In this two-part article, we will look at how to successfully take and return from a vacation.

3 reasons vacations are important

A successful vacation reduces stress, increases our creativity and improves our productivity. Yet, as Americans, we are notorious for wasting millions of vacation days — or worse, we take time off but never actually stop working.

The week before our vacation often entails lots of running around and working late trying to get everything done at the last minute. We make to-do lists for the downtime on the plane and schedule meetings on the last day before we leave to try and wrap things up.

The sad truth is, if our employees approached projects the way most of us approach vacations, we would likely fire them. Instead, we need to treat our time off like our work projects: with forethought, proper planning and prioritization.

Crisis response plans

Unfortunately, many of us have had emergencies interfere with work. They may be inconvenient and time-consuming, yet somehow we find a way to handle these last-minute issues.
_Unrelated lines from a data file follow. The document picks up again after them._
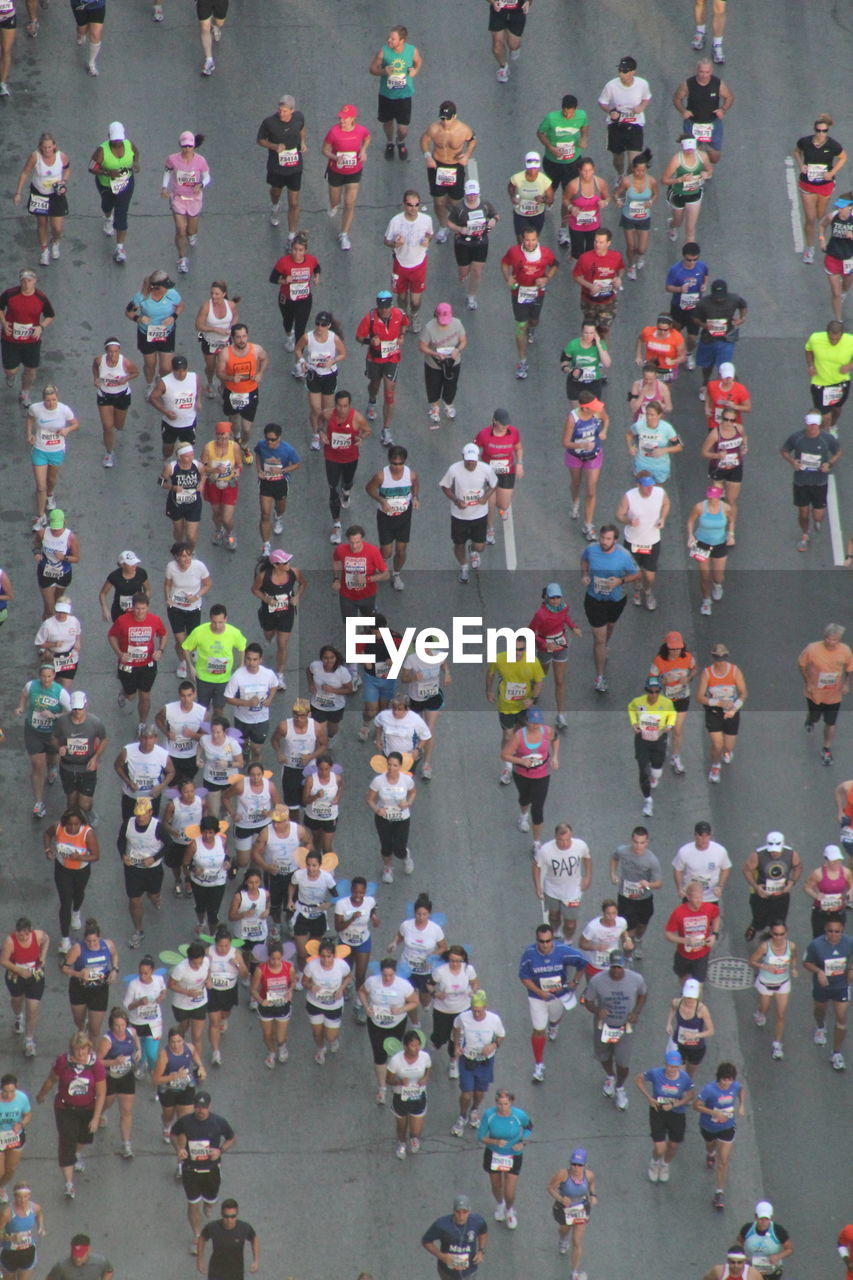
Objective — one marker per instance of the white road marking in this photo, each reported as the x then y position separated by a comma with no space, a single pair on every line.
793,199
835,521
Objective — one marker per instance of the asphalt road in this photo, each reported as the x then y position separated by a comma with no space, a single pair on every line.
314,1165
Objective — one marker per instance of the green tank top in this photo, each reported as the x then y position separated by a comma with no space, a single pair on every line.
114,164
397,81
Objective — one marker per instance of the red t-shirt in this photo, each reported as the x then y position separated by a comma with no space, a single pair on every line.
137,639
386,351
356,568
343,439
301,277
527,272
693,924
715,396
346,145
77,1083
24,309
598,266
498,449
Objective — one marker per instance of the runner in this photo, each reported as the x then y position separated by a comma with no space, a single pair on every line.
274,462
710,535
396,490
295,274
811,453
637,871
667,1089
820,159
600,275
583,435
185,177
382,332
213,323
24,314
543,970
775,960
345,147
396,64
702,101
829,359
561,874
316,360
652,717
115,164
603,571
283,137
528,268
624,101
240,369
409,234
500,444
826,666
685,176
471,220
717,1104
112,374
644,511
442,346
341,433
48,169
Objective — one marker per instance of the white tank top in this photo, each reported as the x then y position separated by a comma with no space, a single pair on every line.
296,748
112,379
179,398
45,176
319,356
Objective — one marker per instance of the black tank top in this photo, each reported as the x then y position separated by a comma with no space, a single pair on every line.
703,100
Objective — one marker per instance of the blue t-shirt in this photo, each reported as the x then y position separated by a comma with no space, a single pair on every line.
694,277
667,1089
158,312
276,457
602,565
721,1100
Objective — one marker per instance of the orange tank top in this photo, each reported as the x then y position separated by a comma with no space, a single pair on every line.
241,370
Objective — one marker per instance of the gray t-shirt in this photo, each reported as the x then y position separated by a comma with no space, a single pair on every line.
634,868
617,999
441,336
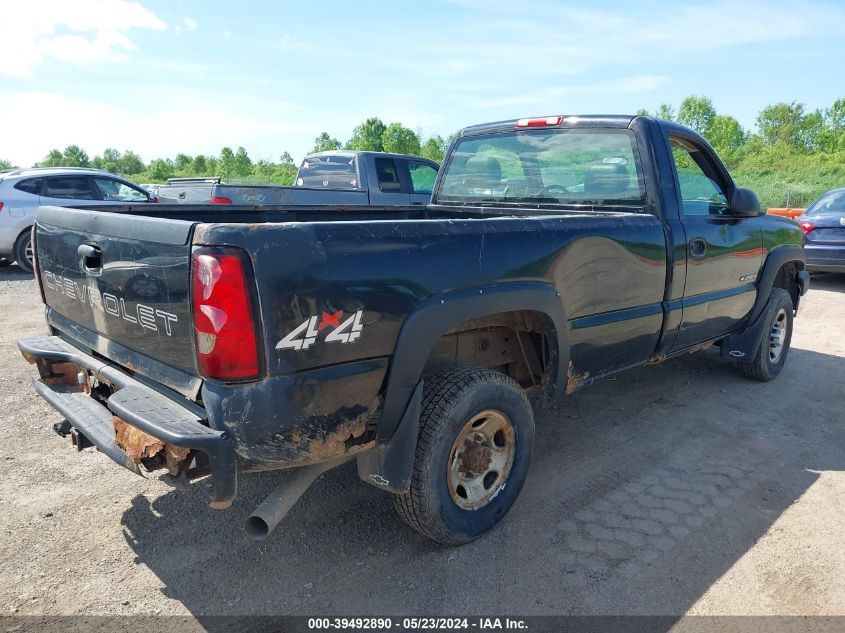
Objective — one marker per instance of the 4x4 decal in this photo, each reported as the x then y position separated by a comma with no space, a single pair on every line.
306,333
We need to take that same approach with our vacations. Two weeks before we head out of the office, it is great to triage everything on our desks as if we had to leave unexpectedly within 48 hours.

Creating a short, high-priority list helps us to figure out what truly must get done before we go. With that information, we need to delegate and defer everything not on our short list and rearrange our calendar to ensure we can accomplish everything on it.

Next, as with any good preparedness plan, we need to make room for the unexpected. To do this, we need to add meetings to our calendar that afford us extra time in the day to tackle any time-sensitive issues that come up. And, just as if we were leaving to address an emergency, we need to guard this time to get things done as critical.

Get over yourself

How is it possible that multiple U.S. presidents can find time in the summer to vacation in Martha's Vineyard, but somehow we are too important to disconnect from the office?

Take a presidential approach, make a list of situations that warrant a vacation interruption and share it with our most trusted employee. Give that employee the number for the place at which we are staying, then either leave the cell at the office or disconnect from every work-related app especially email.

If this sounds particularly challenging, start weaning off of work by disconnecting a few days early. To have a successful vacation, we must let go and by setting (and testing, if necessary) a trusted system in place. We can leave knowing if something on that list of acceptable interruptions happens, we can and will be reached.

The bottom line: Recognize that vacations are important tools for productivity and success. Just like project management skills, every leader should master the skill of taking a vacation.